Bolehlah kita menobatkan Widyawati Oktavia sebagai Penutur Kesedihan. Karena semua cerita dalam antologi ini secara elementer mengangsurkan kesedihan yang terbentuk dari berbagai sumber.
Cinta bisa menjadi sumber kesedihan sebagaimana yang tersurat dalam cerpen Penjual Kenangan dan cerita pembuka antologi yang berdurasi cukup panjang, Carano. Bagi Amak, carano -alat dalam upacara adat Minang- adalah syarat meminang bagi kedua anak perempuannya yang akan menjadi nak daro -pengantin perempuan. Ia mengisinya dengan sirih yang dilengkapi kapur, gambir, pinang, dan juga tembakau setelah sebelumnya mengalasinya dengan arai berwarna kuning jernih. Setelah itu, Amak menutupi bagian atas carano dengan dulamak -kain bermotif warna merah, kuning, hitam serta kilapan benang emas dan cermin-cermin kecil. Amak selalu berharap ada anggota keluarga marapulai -pengantin laki-laki- yang memiliki kebiasaan makan sirih.
Tapi Ni, anak perempuan pertamanya, ternyata menikahi laki-laki dari keluarga yang kendati berasal dari Minang, tidak lagi peduli dengan adat istiadat. Mereka merasa modern karena sudah bermukim di Jakarta. Tidak heran carano yang dipersiapkan Amak ditolak, bahkan dengan sengaja dihancurkan.
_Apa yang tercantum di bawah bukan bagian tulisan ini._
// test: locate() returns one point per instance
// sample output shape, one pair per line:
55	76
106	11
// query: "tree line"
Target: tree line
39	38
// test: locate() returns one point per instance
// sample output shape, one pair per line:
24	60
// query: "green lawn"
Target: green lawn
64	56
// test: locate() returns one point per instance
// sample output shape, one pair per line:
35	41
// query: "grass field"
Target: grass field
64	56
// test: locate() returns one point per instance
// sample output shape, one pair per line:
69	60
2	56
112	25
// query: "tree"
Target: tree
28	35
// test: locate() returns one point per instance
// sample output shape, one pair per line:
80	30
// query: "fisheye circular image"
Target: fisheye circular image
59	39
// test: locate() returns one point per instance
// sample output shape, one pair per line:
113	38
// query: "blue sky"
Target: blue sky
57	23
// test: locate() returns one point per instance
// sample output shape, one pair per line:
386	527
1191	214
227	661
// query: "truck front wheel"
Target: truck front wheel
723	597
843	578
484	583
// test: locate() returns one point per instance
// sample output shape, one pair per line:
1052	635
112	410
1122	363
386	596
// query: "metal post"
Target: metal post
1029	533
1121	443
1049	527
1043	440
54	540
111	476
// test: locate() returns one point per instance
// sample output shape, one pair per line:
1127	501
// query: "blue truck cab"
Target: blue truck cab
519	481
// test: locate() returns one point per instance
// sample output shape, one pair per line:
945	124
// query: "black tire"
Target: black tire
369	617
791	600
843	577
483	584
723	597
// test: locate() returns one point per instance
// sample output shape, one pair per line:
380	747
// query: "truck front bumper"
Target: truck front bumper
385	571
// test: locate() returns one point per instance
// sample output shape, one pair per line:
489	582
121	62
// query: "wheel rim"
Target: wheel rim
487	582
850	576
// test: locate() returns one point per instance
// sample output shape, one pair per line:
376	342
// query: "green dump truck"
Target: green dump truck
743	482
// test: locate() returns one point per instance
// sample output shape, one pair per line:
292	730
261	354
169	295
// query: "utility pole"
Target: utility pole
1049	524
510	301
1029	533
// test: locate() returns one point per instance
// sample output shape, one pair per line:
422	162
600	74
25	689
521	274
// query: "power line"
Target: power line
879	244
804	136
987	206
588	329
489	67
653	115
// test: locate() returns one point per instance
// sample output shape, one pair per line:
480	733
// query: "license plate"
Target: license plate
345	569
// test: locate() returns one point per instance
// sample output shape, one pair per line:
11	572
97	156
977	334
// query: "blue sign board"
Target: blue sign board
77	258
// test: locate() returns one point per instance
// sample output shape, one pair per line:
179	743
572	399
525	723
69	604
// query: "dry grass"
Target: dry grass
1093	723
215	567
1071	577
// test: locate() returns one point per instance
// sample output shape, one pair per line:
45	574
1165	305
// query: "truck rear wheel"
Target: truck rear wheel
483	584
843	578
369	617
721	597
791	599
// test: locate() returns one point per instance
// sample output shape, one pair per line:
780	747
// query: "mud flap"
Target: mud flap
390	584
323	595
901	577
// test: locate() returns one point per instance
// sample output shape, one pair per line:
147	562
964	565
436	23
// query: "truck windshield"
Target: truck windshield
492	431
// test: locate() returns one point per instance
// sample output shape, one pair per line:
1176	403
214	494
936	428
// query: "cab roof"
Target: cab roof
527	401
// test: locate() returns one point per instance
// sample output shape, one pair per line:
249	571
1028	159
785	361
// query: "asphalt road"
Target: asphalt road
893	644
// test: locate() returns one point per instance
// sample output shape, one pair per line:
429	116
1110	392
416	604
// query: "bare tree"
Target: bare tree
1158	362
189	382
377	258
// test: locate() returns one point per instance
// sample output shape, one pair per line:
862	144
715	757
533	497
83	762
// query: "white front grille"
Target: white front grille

Dalam perjalanan kembali ke tempatnya bekerja, anak perempuan kedua mengenang apa yang telah terjadi dalam pernikahan kakak perempuannya, mengingat kekecewaan para kakak laki-laki dan kesedihan Amak. Di bandara, selagi menunggu pesawat yang keberangkatannya tertunda, ia dihubungi laki-laki berbeda suku yang ingin menikahinya. Seketika kebimbangan pun muncul dalam hatinya. Ia memang sangat mencintai laki-laki itu, bahkan setelah laki-laki itu menikahi perempuan lain. Kini tersedia kesempatan untuk bersatu setelah perkawinan laki-laki itu terjebak dalam ketidakbahagiaan. Apakah ia akan merenggut kesempatan itu? Melewati berbagai ruang, dari ruang tunggu hingga ruang takdir yang tidak terelakkan, perempuan itu mengambil keputusan terpenting dalam hidupnya. "Carano yang disiapkan Amak tak bisa hanya diisi dengan cinta," katanya (hlm. 55).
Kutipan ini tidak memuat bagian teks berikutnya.